La persona entra en el baño y flota sobre las aguas varias velas flotantes en forma de flores. estrellas blancas que son comunes en el mercado, en el número perteneciente al ángel. Luego enciende un poco de incienso del ángel escogido, se relaja y comienza a invocarlo mentalmente y a pedir que a través de sus energías el baño limpie y nutra el aura de la persona. Visualizar que la luz de las velas llena la bañera de luz y que esa luz, junto con el poder de las plantas, la penetra por todos los poros. Permanecer en el baño por medía hora y luego vaciar el agua, visualizando que con el agua se van por el desagüe todos los problemas y dificultades que puedan estar enfrentando. Al salir del baño, se da las gracias al ángel y se enciende una vela de su color.



Amuleto angelical


El amuleto Angelical se prepara en una bolsita del color del ángel planetario y lleva en su interior varias de sus piedras, su metal, sus plantas y un poco de uno de sus inciensos. Se lleva a cabo en el día regido por el ángel y en una de las horas planetarias ya mencionadas. Luego de ser preparado se debe purificar en los cuatro elementos. Esto se hace de la siguiente manera.

Primero se pasa la bolsita por el humo del incienso del ángel, el cual simboliza el elemento aire y se dice:

En nombre del gran Arcángel Rafael yo te consagro en el elemento aire.

Luego se pasa rápidamente por encima de la llama de una vela roja como símbolo del elemento fuego y se dice:

En nombre del gran Arcángel Miguel yo te consagro en el elemento fuego.

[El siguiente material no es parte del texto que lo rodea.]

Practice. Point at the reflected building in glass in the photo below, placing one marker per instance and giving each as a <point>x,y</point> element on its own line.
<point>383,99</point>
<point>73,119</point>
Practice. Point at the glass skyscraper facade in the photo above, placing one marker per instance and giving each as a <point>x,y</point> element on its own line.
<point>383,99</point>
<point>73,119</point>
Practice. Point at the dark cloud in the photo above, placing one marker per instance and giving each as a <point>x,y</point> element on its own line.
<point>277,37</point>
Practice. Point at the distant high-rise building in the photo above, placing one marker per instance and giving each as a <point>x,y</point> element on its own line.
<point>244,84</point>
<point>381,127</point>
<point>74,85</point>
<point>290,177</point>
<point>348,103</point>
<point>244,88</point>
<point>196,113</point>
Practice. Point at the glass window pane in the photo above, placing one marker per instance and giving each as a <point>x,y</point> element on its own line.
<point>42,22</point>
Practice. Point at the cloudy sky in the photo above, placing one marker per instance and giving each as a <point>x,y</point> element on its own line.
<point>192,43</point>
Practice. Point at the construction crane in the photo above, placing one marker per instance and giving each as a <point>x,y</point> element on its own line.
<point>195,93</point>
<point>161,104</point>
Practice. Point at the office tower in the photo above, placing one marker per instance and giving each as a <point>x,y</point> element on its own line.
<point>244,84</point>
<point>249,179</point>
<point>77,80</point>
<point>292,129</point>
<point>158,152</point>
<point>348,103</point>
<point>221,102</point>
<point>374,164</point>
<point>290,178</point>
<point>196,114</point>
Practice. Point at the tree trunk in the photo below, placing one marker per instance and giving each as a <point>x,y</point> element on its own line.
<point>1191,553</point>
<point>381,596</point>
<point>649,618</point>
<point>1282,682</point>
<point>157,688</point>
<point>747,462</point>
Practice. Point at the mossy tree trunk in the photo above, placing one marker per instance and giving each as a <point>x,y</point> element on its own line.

Luego se rocía con un poco de agua de manantial y se dice:

En nombre del gran Arcángel Gabriel, yo te consagro en el elemento agua.

Y por fin, se coloca sobre un poco de sal de mar y se dice:

"En nombre del gran Arcángel Uriel, yo te consagro en el elemento tierra.

La sal es comúnmente reconocida como un símbolo del elemento Tierra.

Es importante recordar que todos estos rituales, incluyendo los baños y los amuletos, se deben hace en Luna creciente para mayor eficacia".